Diffusion Policy almost Explained
To get a good grasp of diffusion policy, we need to understand diffusion models first. Here it goes.
![]() |
---|
Fig1 : The forward Markov chain for adding noise to the data. |
A denoising diffusion probabilistic model(DDPM) (1) uses two Markov chains, the forward diffusion process that converts data to noise and the reverse diffusion process that converts noise to data.
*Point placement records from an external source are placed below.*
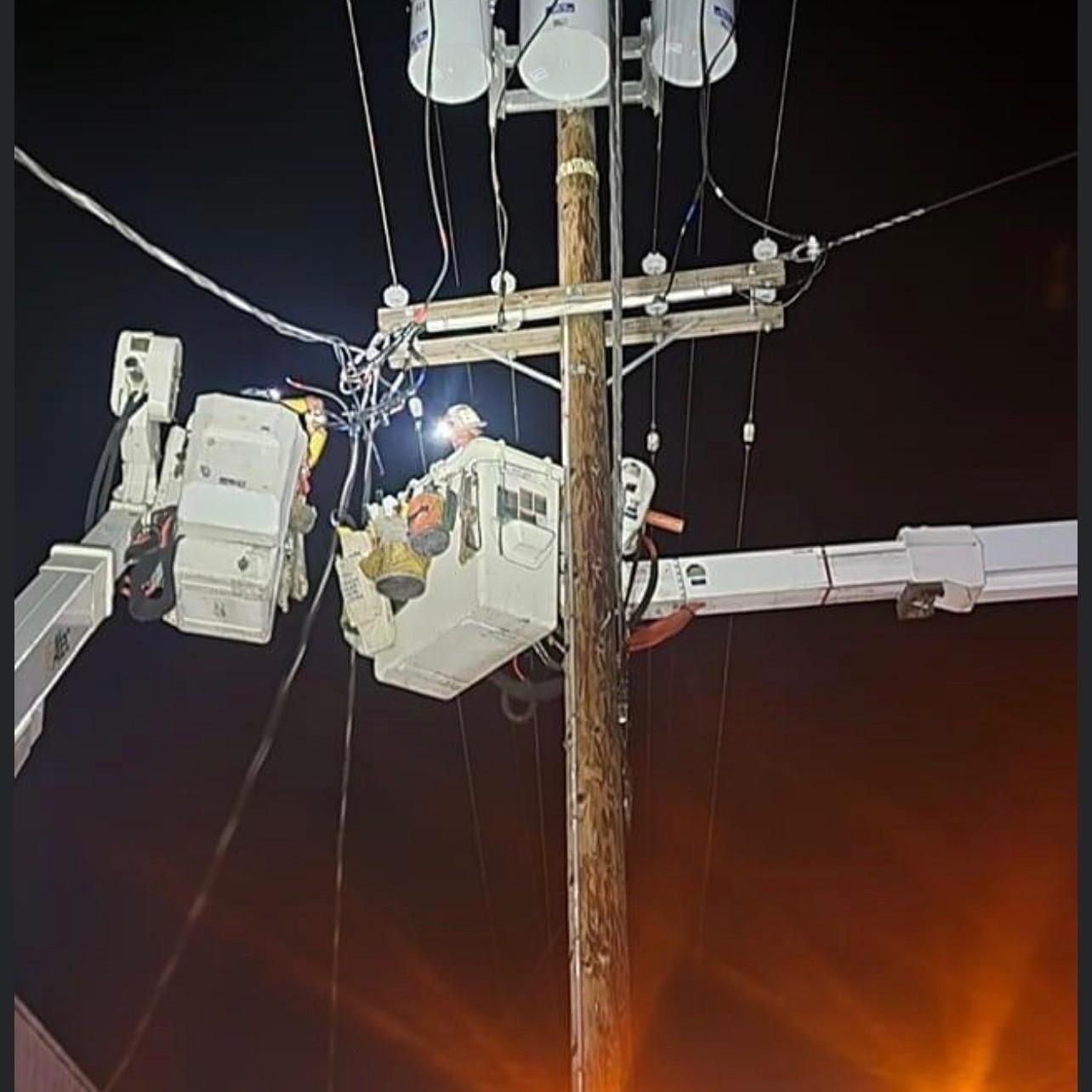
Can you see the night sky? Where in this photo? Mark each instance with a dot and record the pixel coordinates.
(892, 906)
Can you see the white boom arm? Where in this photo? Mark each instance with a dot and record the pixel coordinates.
(233, 479)
(57, 612)
(953, 568)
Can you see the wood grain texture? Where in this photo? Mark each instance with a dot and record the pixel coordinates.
(599, 964)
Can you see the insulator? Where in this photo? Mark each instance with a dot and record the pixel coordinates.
(765, 249)
(653, 264)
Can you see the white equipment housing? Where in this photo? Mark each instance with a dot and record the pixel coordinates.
(481, 611)
(461, 49)
(569, 58)
(677, 41)
(242, 465)
(145, 365)
(638, 486)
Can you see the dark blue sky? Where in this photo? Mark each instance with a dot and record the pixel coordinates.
(888, 788)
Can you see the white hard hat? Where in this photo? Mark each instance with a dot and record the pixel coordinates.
(464, 418)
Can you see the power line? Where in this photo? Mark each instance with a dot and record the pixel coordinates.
(945, 202)
(781, 110)
(745, 479)
(372, 141)
(250, 779)
(88, 204)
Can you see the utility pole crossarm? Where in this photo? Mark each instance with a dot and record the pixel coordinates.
(953, 568)
(539, 304)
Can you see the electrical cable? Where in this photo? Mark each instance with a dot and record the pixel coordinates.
(339, 868)
(446, 202)
(372, 142)
(477, 841)
(748, 443)
(781, 110)
(944, 203)
(441, 227)
(242, 797)
(88, 204)
(499, 210)
(617, 352)
(542, 822)
(660, 147)
(102, 484)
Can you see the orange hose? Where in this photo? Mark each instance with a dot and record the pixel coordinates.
(661, 630)
(671, 523)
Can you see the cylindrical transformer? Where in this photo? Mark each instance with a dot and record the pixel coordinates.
(569, 58)
(461, 49)
(676, 39)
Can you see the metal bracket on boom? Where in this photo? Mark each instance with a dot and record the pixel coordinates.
(925, 569)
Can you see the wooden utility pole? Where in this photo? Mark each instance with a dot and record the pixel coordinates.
(599, 941)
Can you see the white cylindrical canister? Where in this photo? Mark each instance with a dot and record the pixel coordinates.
(461, 49)
(676, 39)
(569, 57)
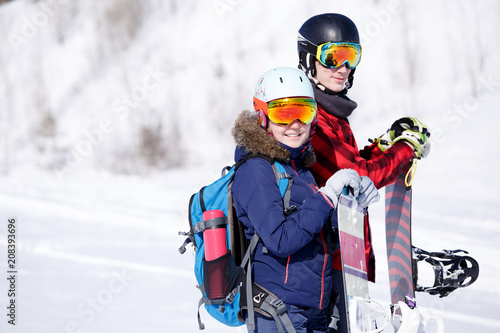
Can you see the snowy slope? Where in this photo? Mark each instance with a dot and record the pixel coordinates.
(98, 215)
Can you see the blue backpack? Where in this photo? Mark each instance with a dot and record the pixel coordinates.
(232, 271)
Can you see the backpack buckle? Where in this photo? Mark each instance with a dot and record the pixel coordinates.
(278, 305)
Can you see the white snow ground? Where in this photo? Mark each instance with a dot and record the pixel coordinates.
(97, 251)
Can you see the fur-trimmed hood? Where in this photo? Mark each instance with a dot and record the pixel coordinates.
(255, 140)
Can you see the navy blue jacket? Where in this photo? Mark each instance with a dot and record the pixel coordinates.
(296, 263)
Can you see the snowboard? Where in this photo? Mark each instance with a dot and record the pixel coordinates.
(398, 237)
(354, 266)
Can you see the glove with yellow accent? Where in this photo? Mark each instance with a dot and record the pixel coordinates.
(414, 133)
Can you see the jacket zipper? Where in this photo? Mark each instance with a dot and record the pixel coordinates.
(323, 272)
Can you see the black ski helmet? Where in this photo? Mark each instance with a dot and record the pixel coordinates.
(324, 28)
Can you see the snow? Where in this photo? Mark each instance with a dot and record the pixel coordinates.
(97, 218)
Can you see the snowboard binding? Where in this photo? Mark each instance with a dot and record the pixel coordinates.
(452, 269)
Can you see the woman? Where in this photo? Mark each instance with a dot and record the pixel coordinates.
(293, 258)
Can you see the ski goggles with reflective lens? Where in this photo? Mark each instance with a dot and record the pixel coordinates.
(283, 111)
(333, 55)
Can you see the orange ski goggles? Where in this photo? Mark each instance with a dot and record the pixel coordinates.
(283, 111)
(333, 55)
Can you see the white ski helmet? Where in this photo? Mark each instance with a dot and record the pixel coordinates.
(279, 83)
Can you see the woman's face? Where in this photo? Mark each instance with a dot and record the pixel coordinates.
(332, 78)
(293, 135)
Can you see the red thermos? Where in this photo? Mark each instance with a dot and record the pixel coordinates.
(214, 237)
The forward diffusion is usually handcrafted and the reverse diffusion is learned by a parameterized deep neural network.
Let us consider a data distribution $x_0 \sim q(x_0)$, the forward Markov chain generates a sequence of random variables $x_1, x_2, …, x_T$ using a transition kernel $q(x_t | x_{t-1})$. We can use the chain rule of probability and Markov property to write the joint distribution as $q(x_1, x_2, …, x_T)$ conditioned on $x_0$.
The formulae for the transition kernel is given by:
\[q(x_1, ..., x_T | x_0) = \prod_{t = 1}^T q(x_t | x_{t-1}) \tag{1}\]In DDPM the kernel is hancrafted generally and we use a Gaussian distribution for the transition kernel.
\[q(x_t | x_{t-1}) = \mathcal{N}(x_t; \sqrt{1 - \beta_t} x_{t-1}, \beta_t I) \tag{2}\]where $beta_t$ is a hyperparameter. $\beta_t \in (0, 1)$.
Now there is a long ass derivation to marginalise the joint distribution. For that use the following equation:
\[x_t = \sqrt{1-\beta} x_{t-1} + \sqrt{\beta} \mathcal{N} (0, \mathcal{I}) \tag{3}\]In this equation replace $x_{t-1}$ with $\sqrt{1-\beta} x_{t-2} + \sqrt{\beta} \mathcal{N} (0, \mathcal{I})$ and then $x_{t-2}$ with $\sqrt{1-\beta} x_{t-3} + \sqrt{\beta} \mathcal{N} (0, \mathcal{I})$ and so on till we reach $x_0$. This will take time to derive and we will get the following:
\[x_t = \sqrt{\alpha_t.\alpha_{t-1}...\alpha_1} x_0 + \sqrt{1-\alpha_t.\alpha_{t-1}...\alpha_1} \mathcal{N} (0, \mathcal{I}) \tag{4}\]where $\alpha_t = 1 - \beta_t$. So equation 4 can be written as:
\[x_t = \sqrt{\bar{\alpha}_t} x_0 + \sqrt{1-\bar{\alpha}_t} \mathcal{N} (0, \mathcal{I}) \tag{5}\]where $\bar{\alpha_t} = \prod_{i=1}^t \alpha_i$.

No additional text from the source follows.